POST /web/scrape,POST /web/search,POST /web/api/discover. - Vision.
POST /vision/screenshot,POST /vision/ocr,POST /vision/color/pick,POST /vision/camera/capture. - Files.
POST /file/read,POST /file/write,POST /file/list. - RAG.
POST /rag/ingest,POST /rag/query,POST /rag/collection/list. - OAuth.
POST /oauth/connect,POST /oauth/status,POST /oauth/disconnect,POST /gsc/*.
What does a real script look like?
A Python script that screenshots, OCRs, summarizes, and posts the result to Slack in 20 lines. The HTTP API makes each tool a single function call.
import requests
BASE = "http://127.0.0.1:9998"
def call(path, body):
r = requests.post(f"{BASE}{path}", json=body)
r.raise_for_status()
return r.json()
shot = call("/vision/screenshot", {"mode": "full"})
ocr = call("/vision/ocr", {"path": shot["path"]})
summary = call("/chat", {
"messages": [
{"role": "system", "content": "Summarize in one sentence."},
{"role": "user", "content": ocr["text"]},
]
})
print(summary["content"])That's the whole thing. No MCP, no AI editor in the loop, no orchestration framework. You decide the order. ToolPiper provides the tools.
How does the HTTP API relate to MCP?
MCP dispatches every tool call to the same handlers the HTTP API uses. Both surfaces share implementations and behavior. The wire formats differ: MCP is JSON-RPC, the HTTP API is REST. Pick the surface based on the caller, not on the underlying tool.

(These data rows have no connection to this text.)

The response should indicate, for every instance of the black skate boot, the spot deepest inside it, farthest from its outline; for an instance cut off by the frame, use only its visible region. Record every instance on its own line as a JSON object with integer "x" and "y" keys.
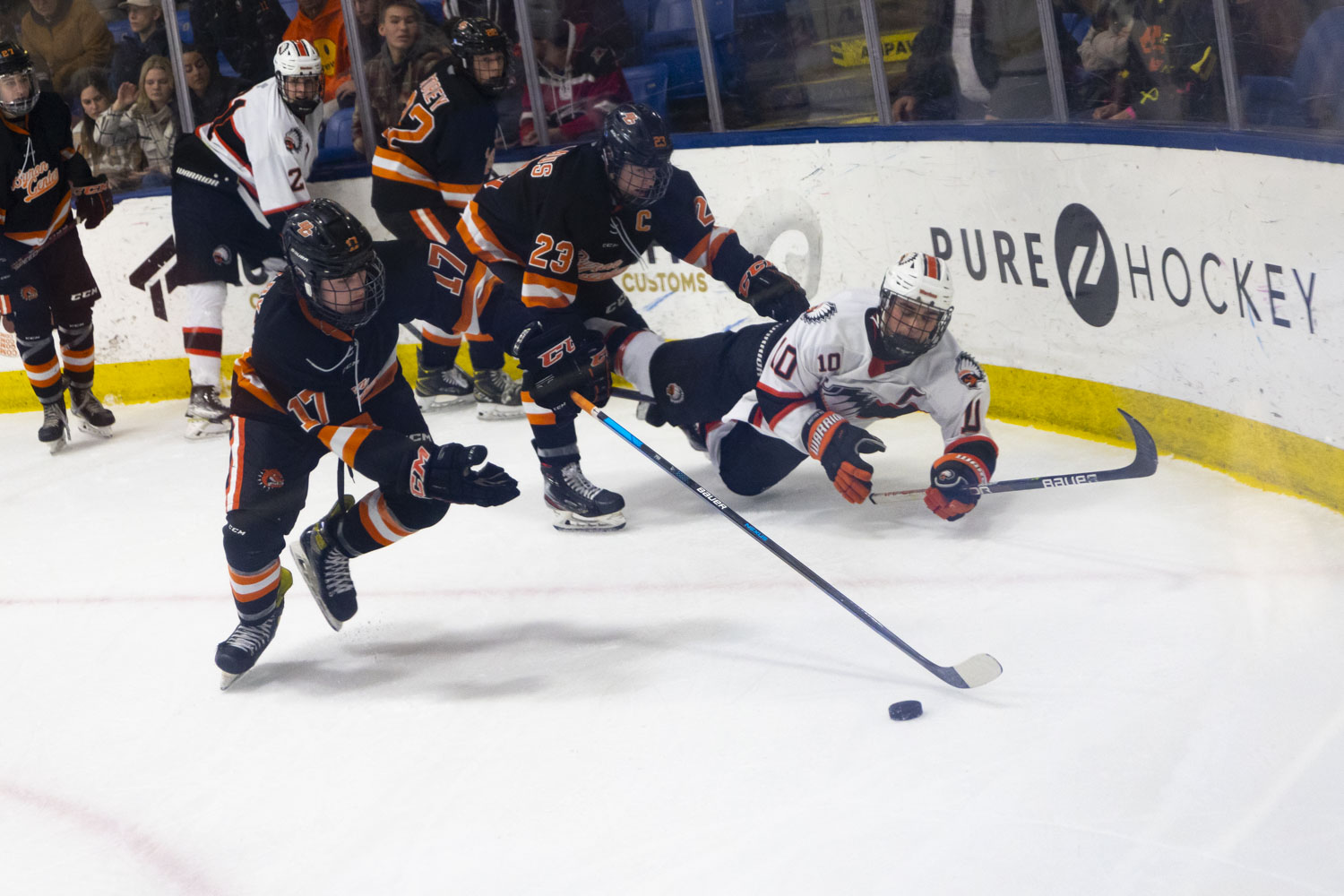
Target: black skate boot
{"x": 325, "y": 568}
{"x": 499, "y": 397}
{"x": 93, "y": 417}
{"x": 440, "y": 387}
{"x": 56, "y": 430}
{"x": 206, "y": 414}
{"x": 578, "y": 504}
{"x": 238, "y": 653}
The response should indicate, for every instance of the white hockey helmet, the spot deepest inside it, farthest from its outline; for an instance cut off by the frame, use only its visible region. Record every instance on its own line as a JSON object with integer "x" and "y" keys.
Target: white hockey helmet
{"x": 298, "y": 72}
{"x": 914, "y": 308}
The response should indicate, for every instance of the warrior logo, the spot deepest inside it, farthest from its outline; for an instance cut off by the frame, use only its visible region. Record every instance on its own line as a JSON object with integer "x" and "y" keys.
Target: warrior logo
{"x": 1086, "y": 265}
{"x": 969, "y": 371}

When does each shine? MCP wins when you want an AI model to decide which tool to call. The HTTP API wins when you already know which tool you want. Both work concurrently against the same ToolPiper instance. There's no resource contention or state divergence.
What happens when ToolPiper isn't running?
HTTP requests return connection refused. The API is hosted inside the ToolPiper app, not as a separate daemon. If you need ToolPiper to start automatically at login, enable that in Preferences -> General. Otherwise, scripts that depend on the API should check ToolPiper's /health endpoint first.
# Sanity check before running a script
if ! curl -sf http://127.0.0.1:9998/health > /dev/null; then
echo "ToolPiper isn't running; launching..."
open -a ToolPiper
sleep 3
fiThe /health endpoint returns JSON with "status": "ok", the build number, and the uptime. It's the cheapest call ToolPiper supports, designed for liveness checks.